Supreme Court provides guidance on inherent versus acquired distinctiveness

Switzerland

The Federal Supreme Court has upheld an appeal by the Swiss Federal Institute of Intellectual Property (IGE) against a decision of the Federal Administrative Court in a case involving the mark EPOSTSELECT.

The Swiss Post filed an application for the registration of the combined word and device mark EPOSTSELECT, including claims for the colour “black, yellow”, as shown below, for goods and services in Classes 9, 38 and 42 of the Nice Classification:

The application was rejected by the IGE on the ground that it was descriptive.

On appeal, the Swiss Administrative Court granted trademark protection, after the colour claims were amended with RAL and Pantone specifications (ie, RAL 1004 and Pantone 116 C/109U), and on the ground that the association with a specific vendor of existing products resulted in sufficient distinctiveness.

Upon appeal by the IGE, the Supreme Court overturned the lower court’s decision and confirmed the IGE’s position that the EPOSTSELECT mark lacked inherent distinctiveness, since it would be understood in a descriptive sense as meaning “selected electronic mail”. None of the graphical elements resulted in inherent distinctiveness - that is, the simple yellow background, the common font, the combined words without spaces, the letters in bold, the upper or lower case and even the RAL/Pantone specifications were not sufficient.

The Supreme Court held that the lower court had confused the concepts of 'inherent distinctiveness' and 'derivative distinctiveness', the latter meaning acquired distinctiveness through use. The lower court had erred in taking into account the fact that consumers would associate existing products of the Swiss Post and the new EPOSTSELECT mark. The Swiss Post had not claimed acquired distinctiveness through use of its new EPOSTSELECT mark. Hence, the lower court was not permitted to take the actual perception of the colour yellow in the Swiss marketplace into account when assessing the distinctive character of the EPOSTSELECT mark. Otherwise, the owner of a trademark with acquired distinctiveness could claim trademark protection for additional (and not inherently distinctive) signs without having to prove acquired distinctiveness through use for the new signs.

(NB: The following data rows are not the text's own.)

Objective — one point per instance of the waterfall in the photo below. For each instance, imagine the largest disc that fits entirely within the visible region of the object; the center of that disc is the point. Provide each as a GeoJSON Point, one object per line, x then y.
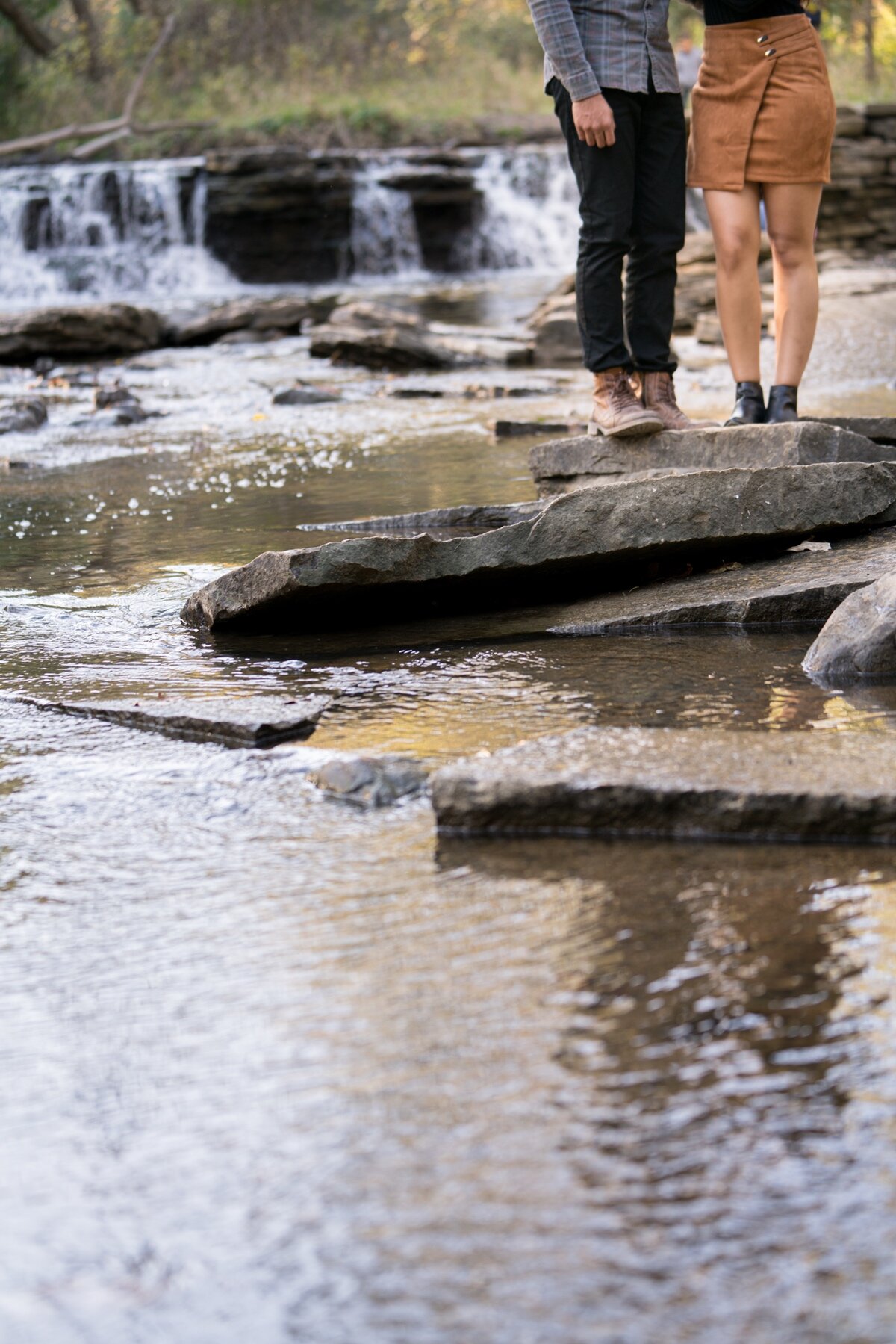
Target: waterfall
{"type": "Point", "coordinates": [105, 232]}
{"type": "Point", "coordinates": [385, 237]}
{"type": "Point", "coordinates": [528, 214]}
{"type": "Point", "coordinates": [136, 232]}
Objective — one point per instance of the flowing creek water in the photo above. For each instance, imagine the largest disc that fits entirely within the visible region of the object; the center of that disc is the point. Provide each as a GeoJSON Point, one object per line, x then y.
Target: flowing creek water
{"type": "Point", "coordinates": [277, 1069]}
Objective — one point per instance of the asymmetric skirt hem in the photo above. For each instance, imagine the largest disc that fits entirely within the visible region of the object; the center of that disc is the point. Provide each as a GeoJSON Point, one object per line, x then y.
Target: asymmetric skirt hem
{"type": "Point", "coordinates": [762, 108]}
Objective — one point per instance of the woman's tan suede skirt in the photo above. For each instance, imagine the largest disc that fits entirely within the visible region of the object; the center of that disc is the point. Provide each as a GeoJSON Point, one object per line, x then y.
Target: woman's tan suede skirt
{"type": "Point", "coordinates": [762, 108]}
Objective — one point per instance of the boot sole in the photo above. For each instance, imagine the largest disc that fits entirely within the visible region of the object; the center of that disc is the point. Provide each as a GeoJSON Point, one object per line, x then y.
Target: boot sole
{"type": "Point", "coordinates": [638, 430]}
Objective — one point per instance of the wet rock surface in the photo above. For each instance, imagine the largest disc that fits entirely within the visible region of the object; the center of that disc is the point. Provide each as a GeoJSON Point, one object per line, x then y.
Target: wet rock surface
{"type": "Point", "coordinates": [386, 338]}
{"type": "Point", "coordinates": [481, 518]}
{"type": "Point", "coordinates": [859, 642]}
{"type": "Point", "coordinates": [574, 462]}
{"type": "Point", "coordinates": [585, 538]}
{"type": "Point", "coordinates": [94, 329]}
{"type": "Point", "coordinates": [793, 588]}
{"type": "Point", "coordinates": [692, 784]}
{"type": "Point", "coordinates": [233, 722]}
{"type": "Point", "coordinates": [23, 415]}
{"type": "Point", "coordinates": [245, 315]}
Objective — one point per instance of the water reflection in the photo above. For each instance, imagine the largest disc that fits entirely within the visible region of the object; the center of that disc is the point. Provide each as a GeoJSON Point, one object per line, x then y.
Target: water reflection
{"type": "Point", "coordinates": [723, 1015]}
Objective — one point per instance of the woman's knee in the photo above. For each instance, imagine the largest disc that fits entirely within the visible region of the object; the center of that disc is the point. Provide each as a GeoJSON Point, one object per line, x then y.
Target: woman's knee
{"type": "Point", "coordinates": [790, 247]}
{"type": "Point", "coordinates": [736, 247]}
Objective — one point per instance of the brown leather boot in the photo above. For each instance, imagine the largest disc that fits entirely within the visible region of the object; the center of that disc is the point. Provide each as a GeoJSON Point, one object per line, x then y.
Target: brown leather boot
{"type": "Point", "coordinates": [617, 410]}
{"type": "Point", "coordinates": [657, 393]}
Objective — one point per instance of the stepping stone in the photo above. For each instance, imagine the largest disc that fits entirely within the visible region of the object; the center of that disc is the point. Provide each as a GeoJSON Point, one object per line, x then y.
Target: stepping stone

This leading decision of the Supreme Court provides useful guidance on the difference between acquired and inherent distinctiveness. However, it is still possible to file new marks based on existing trademarks which have acquired distinctiveness through use if such acquired distinctiveness reaches far enough. For instance, it is still possible to file new trademarks with the element 'Zurich' (which is a trademark with acquired distinctiveness/secondary meaning), such as ZURICH INSURANCE EUROPE.